The unpredictability of rent fundamental improvements and NIMBYism continue to impact underwriting for multifamily land acquisition even as market conditions become favorable to apartment development, said a panel on land strategies at the MFE Conference last week in Las Vegas.

“It’s still extremely difficult to find and entitle large parcels of land suitable for apartment development, particularly in New Jersey,” said Alexandria, Va.-based AvalonBay Communites vice president of development Ronald Ladell. “There is a reticence to new residential development that includes school-age children in established communities, and the challenges to entitling property—which can and does include litigation—continue to stretch development into a multi-year process.”

Gardena’ Calif.-based Highridge Costa Housing Partners president and CEO Michael Costa said NIMBYism can be even worse in the affordable housing sector, and continues to impact how his firm underwrites land purchases, most of which are driven by 9 percent and 4 percent tax credit programs. “The tax credit allocations also annually determine the locations most suitable for site selection, and we need to factor that into our land strategy, along with overlaying the Community Reinvestment Act (CRA) requirements of the major purchasers of those tax credits."
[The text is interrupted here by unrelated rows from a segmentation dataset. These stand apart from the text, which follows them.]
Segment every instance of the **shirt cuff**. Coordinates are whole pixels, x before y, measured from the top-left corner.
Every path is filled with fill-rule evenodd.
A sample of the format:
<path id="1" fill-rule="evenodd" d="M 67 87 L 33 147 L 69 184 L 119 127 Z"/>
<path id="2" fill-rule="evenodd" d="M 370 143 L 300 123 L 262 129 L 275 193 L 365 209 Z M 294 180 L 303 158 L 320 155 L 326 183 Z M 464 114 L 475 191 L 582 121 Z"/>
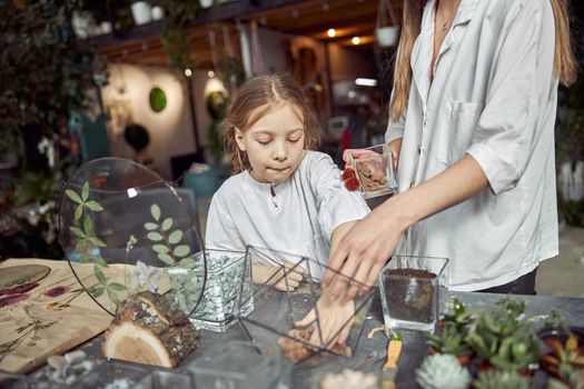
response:
<path id="1" fill-rule="evenodd" d="M 501 158 L 485 144 L 473 144 L 466 153 L 481 166 L 493 193 L 498 194 L 517 184 L 517 180 L 508 173 L 509 169 L 502 167 L 505 162 L 501 161 Z"/>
Both Costa and Ladell agreed that severe construction labor and material cost depreciation coupled with expectations of improving rent fundamentals and a shortage of supply make land acquisition for new development an enticing consideration in the current industry economic cycle. Still, development decisions continue to be made on a site by site basis as firms consider replacement cost variables and operate with conservative optimism.

“We do see some bright spots in development,” Ladell said. “In particular we are moving to fast track development phasing on some of our sites, moving from a multiphase to a single phase development model in order to take advantage of lower costs. In all of our land and development decisions we are looking for value creation. If we can’t get that from legacy land holdings or new land acquisitions, we’re willing to hold 10, 15, 20 years until we do.”